November 24, 2016 23:16

Put the suitcase back in the loft.

Of course I understand why you got it out, if not physically, at least mentally. This week, I heard a guy in Sarcelles in France talking on the radio about the destruction of a Jewish funeral parlour and the torching of Jewish businesses.

I hardly had time to think how frightening and different things were in the land of Dieudonné, where new minorities now hate the old ones, before a Manchester rabbi comes on the BBC and tells listeners that enough is happening around him — what with demonstrations outside shops selling Israeli products, that he believes that there is no future for Jews in Britain.

In Britain! No one gets to read the two main volumes of the diaries of Victor Klemperer, the Dresden Jew who somehow survived the Third Reich, without the same thought recurring again and again: Why did you stay?

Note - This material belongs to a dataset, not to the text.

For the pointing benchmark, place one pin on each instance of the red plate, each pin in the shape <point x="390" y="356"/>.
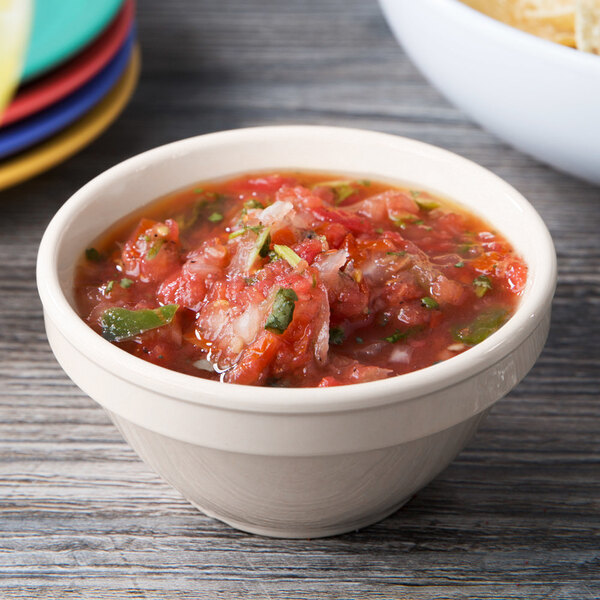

Why did you stay after storm-troopers marched through the streets singing their happy “When Jewish blood flows from the knife” Lied?

Why did you remain after Hitler came to power? What made you persist through the boycotts of Jewish shops and muddle through the gradual, one-by-one restrictions on Jews having jobs, going to school, marrying and trading?
After the pogrom of Kristallnacht, how could you not have tried at least to get out? Many of your friends sold up, took the loss and moved. What on earth were you hoping for?

And then the door closed and the rest was hiding or dying. And we know now what Klemperer didn’t believe then. And, as a consequence, we would never be caught like that, would we? Because, if things got really bad there’s always Israel. Or America. Or — my personal favourite — Australia (and then last week drunken teens spotting Jewish kids on a bus in a Sydney suburb gave them the “kill the Jews”, “free Palestine” and “Heil Hitler” treatment).

So, when we begin to have the odd Hitler placard at Gaza demos, when a synagogue is attacked with bricks, when a theatre manages not to have a Jewish film festival, when a car slows down on an evening street and young men shout obscenities at Jews, when a former head of the diplomatic service stands up in the Lords and blames antisemitism on Israel, when the dunces’ chorus of fashionable outrage manages to repeat almost every old “Jewish lobby” trope (but repackaged for the moment) — when we have all this, shouldn’t we go upstairs and check the state of that old trunk?

No. First, never confuse a fashion with a hatred. There are people — some old Nazis, a few retired diplomats and bitter Arabists, and too large a section of Muslim opinion — who don’t care for Jews and think that we’re a bad lot.

But, most Britons, as measured by all polls, believe Jews are OK. The younger generation, a tolerant lot, would sooner have their mobile phones confiscated than beat someone up because of their race or religion.
Second, however sensitive one might be to the odd Tonge and Galloway, the political classes have set their faces against Jew-hatred. If and when that begins to change (and I don’t think it will) I’ll be the first at the luggage department at John Lewis.

Third, Jews are going to fight this one. They have been too quiet and too separate up till now. They have gone around kvetching to each other, and otherwise hiding behind the guards at Jewish schools, shuls and community centres.

Jewish lobby? Great idea, when does it start? When do Jews begin to get themselves kippah-ed up and sitting in the audience at Question Time? I reckon now might be a good time, don’t you?